General information
Instructor: Wouter van Limbeek
Office: SEO 511
Email: wouter@uic.edu
Book: John M. Lee's Introduction to Smooth Manifolds. Available for free download from the UIC Library here.
Other recommended sources (in no particular order):
1. Guillemin, Pollack: Differential topology.
2. Milnor: Topology from the Differentiable Viewpoint.
3. Hirsch: Differential Topology.
Grades: Blackboard.
Syllabus: Download.
Lectures: MWF, 900-950 AM in AH 303.
Office hours: M, 4-5 pm and T 2-3 pm.
Exams
Midterm: 3/4, in class. Material up to Transversality (p. 143).
Final: 5/5, 1030 am - 1230 pm, AH 303.
Material of the final : Chapters 1-17 of the textbook, except the following sections:
Categories and Functors (in Ch. 3), Group Actions and Equivariant Maps (in Ch. 7),
Time-Dependent Vector Fields and First-Order PDEs (in Ch. 9), Riemannian Metrics (entire Ch. 13), Riemannian Volume Form (in Ch. 15),
Manifolds with Corners, Integration on Riemannian Manifolds, Densities (in Ch. 16), Proof of the Mayer-Vietoris Theorem (in Ch. 17).
Assignments
Due : Beginning of class on date listed on Gradescope.Note: Deadlines are hard deadlines due to posting of solutions.
Numbers refer to end-of-chapter problems in the textbook, NOT mid-chapter exercises.
Homework 1 (due 1/21, solutions): 1-1, 1-3 (you may use Prop. A.16), 1-6, 1-7, 1-9, 1-11.
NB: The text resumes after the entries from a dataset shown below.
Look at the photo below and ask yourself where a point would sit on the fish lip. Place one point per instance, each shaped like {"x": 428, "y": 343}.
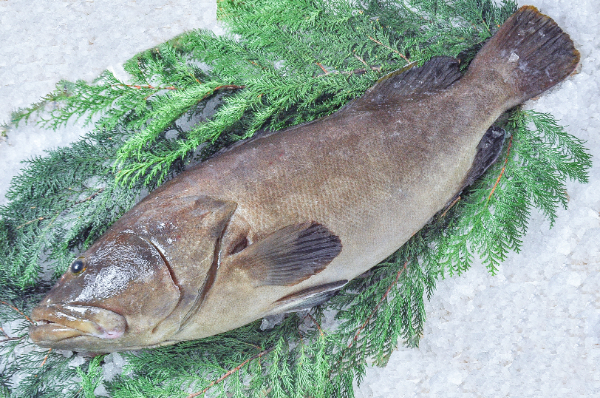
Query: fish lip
{"x": 55, "y": 323}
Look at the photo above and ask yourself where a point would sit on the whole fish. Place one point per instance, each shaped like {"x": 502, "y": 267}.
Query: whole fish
{"x": 283, "y": 221}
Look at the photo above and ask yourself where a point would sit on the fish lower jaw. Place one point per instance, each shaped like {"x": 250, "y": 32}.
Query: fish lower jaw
{"x": 54, "y": 324}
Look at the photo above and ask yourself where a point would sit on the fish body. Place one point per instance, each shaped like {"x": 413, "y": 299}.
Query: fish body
{"x": 281, "y": 222}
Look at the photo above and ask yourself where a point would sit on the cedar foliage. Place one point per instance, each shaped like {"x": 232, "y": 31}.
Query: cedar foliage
{"x": 284, "y": 62}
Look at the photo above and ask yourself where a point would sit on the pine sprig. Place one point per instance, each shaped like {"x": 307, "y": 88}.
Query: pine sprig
{"x": 285, "y": 63}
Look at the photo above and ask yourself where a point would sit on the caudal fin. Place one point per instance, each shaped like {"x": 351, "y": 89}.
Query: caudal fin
{"x": 530, "y": 51}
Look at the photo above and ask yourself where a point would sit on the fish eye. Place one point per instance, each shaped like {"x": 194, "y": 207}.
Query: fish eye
{"x": 78, "y": 266}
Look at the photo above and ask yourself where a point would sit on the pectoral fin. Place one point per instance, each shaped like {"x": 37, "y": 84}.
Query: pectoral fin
{"x": 290, "y": 255}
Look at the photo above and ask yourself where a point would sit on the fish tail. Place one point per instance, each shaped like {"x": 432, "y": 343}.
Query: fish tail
{"x": 530, "y": 52}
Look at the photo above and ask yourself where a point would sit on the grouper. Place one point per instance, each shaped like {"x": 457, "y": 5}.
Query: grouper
{"x": 283, "y": 221}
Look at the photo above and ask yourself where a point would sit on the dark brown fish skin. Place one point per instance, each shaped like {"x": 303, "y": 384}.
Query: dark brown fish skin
{"x": 371, "y": 175}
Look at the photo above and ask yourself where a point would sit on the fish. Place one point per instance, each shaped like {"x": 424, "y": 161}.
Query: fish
{"x": 282, "y": 222}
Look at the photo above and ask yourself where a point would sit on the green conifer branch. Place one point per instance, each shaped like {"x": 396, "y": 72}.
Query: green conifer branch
{"x": 292, "y": 61}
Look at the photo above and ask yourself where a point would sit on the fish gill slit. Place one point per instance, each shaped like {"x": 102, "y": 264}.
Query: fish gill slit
{"x": 171, "y": 272}
{"x": 208, "y": 282}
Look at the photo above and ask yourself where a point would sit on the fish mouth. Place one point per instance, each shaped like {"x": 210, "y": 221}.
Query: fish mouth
{"x": 55, "y": 323}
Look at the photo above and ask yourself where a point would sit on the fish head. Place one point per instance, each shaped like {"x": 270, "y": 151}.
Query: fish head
{"x": 111, "y": 298}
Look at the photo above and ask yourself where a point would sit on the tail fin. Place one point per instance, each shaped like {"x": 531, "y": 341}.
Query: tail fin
{"x": 530, "y": 51}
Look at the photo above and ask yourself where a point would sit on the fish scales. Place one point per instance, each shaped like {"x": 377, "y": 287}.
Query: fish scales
{"x": 281, "y": 222}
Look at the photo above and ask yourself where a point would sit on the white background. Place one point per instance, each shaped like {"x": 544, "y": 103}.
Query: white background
{"x": 531, "y": 331}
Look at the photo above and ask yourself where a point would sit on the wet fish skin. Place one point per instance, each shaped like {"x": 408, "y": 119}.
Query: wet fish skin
{"x": 281, "y": 222}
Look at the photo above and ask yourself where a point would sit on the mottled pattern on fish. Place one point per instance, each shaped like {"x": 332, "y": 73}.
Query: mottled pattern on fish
{"x": 283, "y": 221}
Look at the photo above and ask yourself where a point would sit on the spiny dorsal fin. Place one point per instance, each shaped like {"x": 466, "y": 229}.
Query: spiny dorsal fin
{"x": 436, "y": 74}
{"x": 290, "y": 255}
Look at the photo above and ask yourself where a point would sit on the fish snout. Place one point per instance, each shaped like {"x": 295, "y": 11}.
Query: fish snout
{"x": 55, "y": 323}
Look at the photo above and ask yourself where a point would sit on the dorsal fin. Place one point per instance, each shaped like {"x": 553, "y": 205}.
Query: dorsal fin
{"x": 413, "y": 83}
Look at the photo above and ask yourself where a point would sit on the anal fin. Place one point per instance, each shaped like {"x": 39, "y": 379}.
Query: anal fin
{"x": 488, "y": 151}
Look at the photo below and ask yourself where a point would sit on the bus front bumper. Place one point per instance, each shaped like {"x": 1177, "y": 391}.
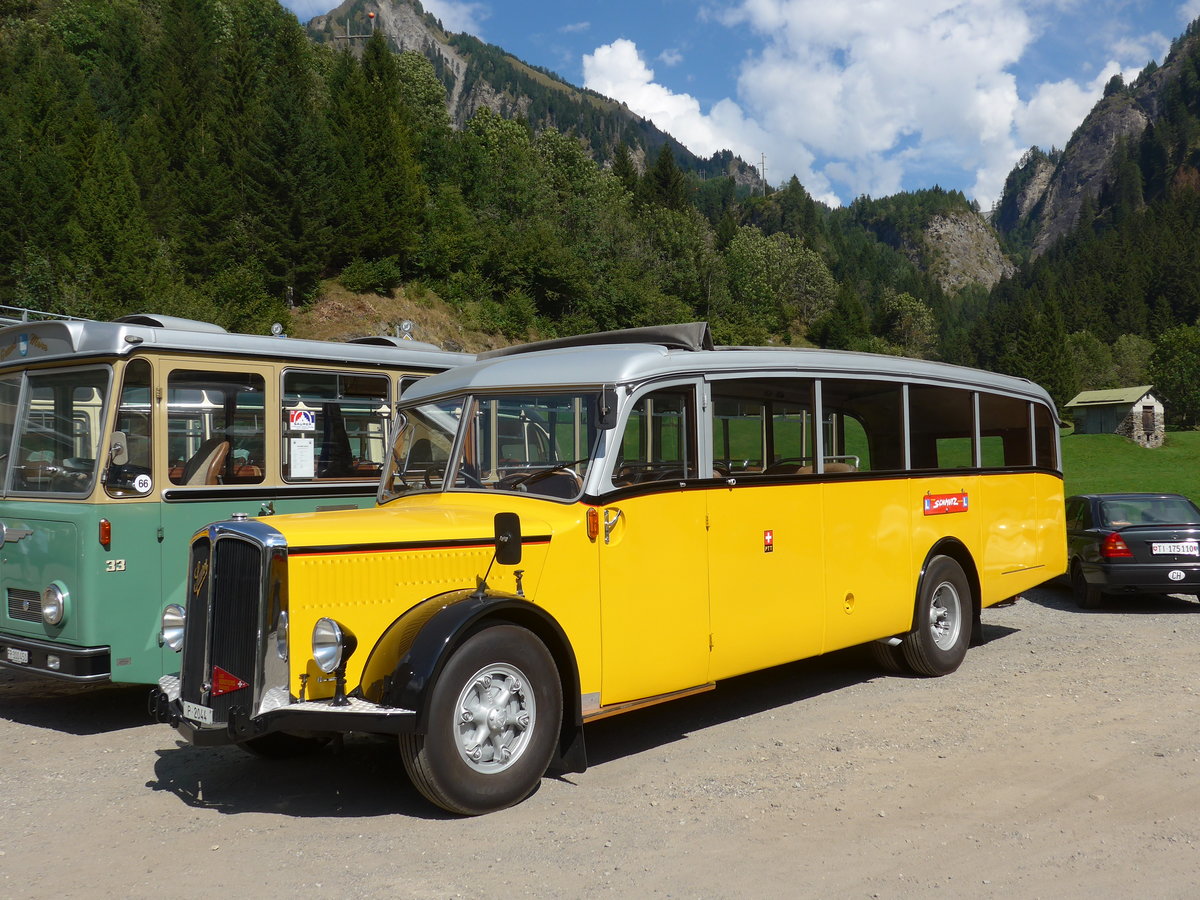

Homework 2 (due 1/28, solutions): 2-2 (see also Exs 1.8 and 1.34), 2-3, 3-1, 3-6, 3-8 (see p. 72 for definition of velocities and 3.23 for surjectivity).
Homework 3 (due 2/4, solutions): 2-7, 2-10, 2-14, 3-2, 3-3, 3-4.
Homework 4 (due 2/11, solutions): 4-2, 4-4, 4-5(a) (you only need to prove submersivity), 4-6, 4-9, 4-13.
Homework 5 (due 2/18, solutions): 5-1, 5-5, 5-6, 5-10, 5-23, 6-1.
Homework 6 (due 2/25, solutions): 6-2, 6-7 (only the part about 6.26), 6-10, 6-13(a), 6-16(d).
Homework 7 (due 3/11, solutions): 6-5, 6-9 (only the first question) 7-2, 7-4 (instead of B.3, you can also use that diagonalizable matrices are dense; the choice is yours), 8-1, 8-4, 8-16, 8-18.
Homework 8 (due 3/18, solutions): Read Ch. 12 up to `Tensors and Tensor Fields on Manifolds' (p. 316). In addition: 8-25 (Lie(G) is the Lie algebra of G; a Lie algebra is abelian if its bracket is trivial), 9-1(a), 9-6, 9-7, 9-16, 9-17.
Homework 9 (due 4/1), solutions): 10-6, 10-10, 10-15, 10-17, 11-5, 11-7(a), 11-14.
Homework 10 (due 4/8, solutions)): 11-15 (in (c), assume U = Rn), 11-17, 14-1, 14-5, 14-6 (for (b), only do the computation in spherical coordinates), 14-7(a) (use the computation from 11-7(a)), 14-9.
Homework 11 (due 4/15, solutions): 15-2, 15-3 (do not use 15-34), 15-4, 15-5 (only for TM), 15-10, 15-13 (you can use the statement of 15-12), 16-3(a) (for covering maps).
Homework 12 (due 4/22, solutions): 16-2, 16-4, 16-5 (assume M,N are closed), 16-9 (in (a), only show it is an orientation form on the sphere), 17-1, 17-4. Read Section `The Mayer-Vietoris Theorem' in Chapter 17.
Homework 13 (due 4/29, solutions): 17-8, 17-10, 17-12, 17-13.